One of the most important and well-studied brain-gut reflexes is the one associated with
the control of gastric and pancreatic secretion. Sights, smells, sounds, and
even the anticipation of food serve as external cues that can stimulate vagally
mediated reflexes. Perhaps the best known is the reflexive increase in acid
secretion that prepares the stomach to begin digestion. These reflexes are both
instinctive and learned. Although it is initiated as an autonomic nervous
system vagal reflex, the release of acid is ultimately mediated by complex
interactions of histamine released from enteroendocrine cells and the systemic
release of gastrin. Excess stress is known to cause gastric upset. Such stress
is often attributed to “nerves” and dismissed, but it may be an important cause
of disease, including peptic ulcers, as described by Cushing. For example, the
incidence of perforating gastric and duodenal ulcers increased markedly in
England during the bombings of World War II.

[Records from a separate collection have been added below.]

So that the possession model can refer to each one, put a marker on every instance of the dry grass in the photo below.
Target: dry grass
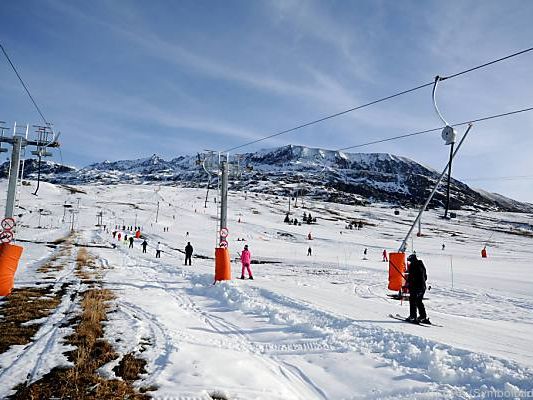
(92, 352)
(85, 261)
(21, 306)
(130, 368)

Another very important visceral reflex is the gastrocolic reflex. This
normal physiologic response of post-prandial emptying of the colon occurs
gradually as a meal is consumed and colonic contractility increases
progressively over the next 30 to 60 minutes. The reflex is initiated by
specific receptors in the duodenum that respond to the intake of fatty acids
but not liquid alone or nonessential amino acids. Patients who suffer from
irritable bowel syndrome have an exaggerated gastrocolic reflex. Colonic
contractility is not only more forceful but begins sooner than normal. Spastic
contractions occur shortly after a meal is ingested and often peak in
intensity before the meal is complete, causing diarrhea, cramping pain, and/or
bloating. In this centrally initiated reflex, local serotonergic neurons in the
myenteric plexus stimulate propulsive and spastic contractions that at one time
may lead to constipation and at another, diarrhea. Afferent impulses from the
hypercontractile and often distended sigmoid colon initiate reflexes to the CNS
(e.g., headache, a strange feeling in the head), to the bronchial tree
(difficulty in breathing), to the stomach (epigastric distress, indigestion),
and to the abdominal skin (intolerance of constricting garments).
The afferent limb of viscerosomatic reflexes originates from gut
viscera and then affects other visceral and somatic structures; it may involve
sympathetic or parasympathetic nerves. The efferent limb is usually via
parasympathetic nerves. The viscerosensory reflexes result from shared afferent
pathways where C fibers in the dorsal horn that are not myelinated from
visceral organs comingle with somatic afferents in the dorsal horn or spinal
column. They explain the phenomena of “referred pain” and of “skin
hyperalgesia,” which, in the case of sympathetic reflexes, occurs in skin areas
(dermatomes) innervated by the same spinal segment from which the nerve supply
of the diseased viscus is derived.
Unusual and often dangerous viscerosomatic or viscerovisceral reflexes
are commonly encountered. Gas-trointestinal disorders leading to vasovagal
reflexes often lead to syncope in the setting of severe abdominal pain,
extremes of nausea, exposure to particularly noxious substances, and severe
diarrhea. In such settings, visceral “brain-gut” stimuli initiate vagally
mediated hypotension, bradycardia, and diaphoresis. Swallowing syncope, a
related reflex, occurs when a patient experiences an esophageal spasm,
irritation, or distention that leads to vagally induced arrhythmias or
bradycardia and syncope. Gastroesophageal reflux can rarely lead to a similar reflex.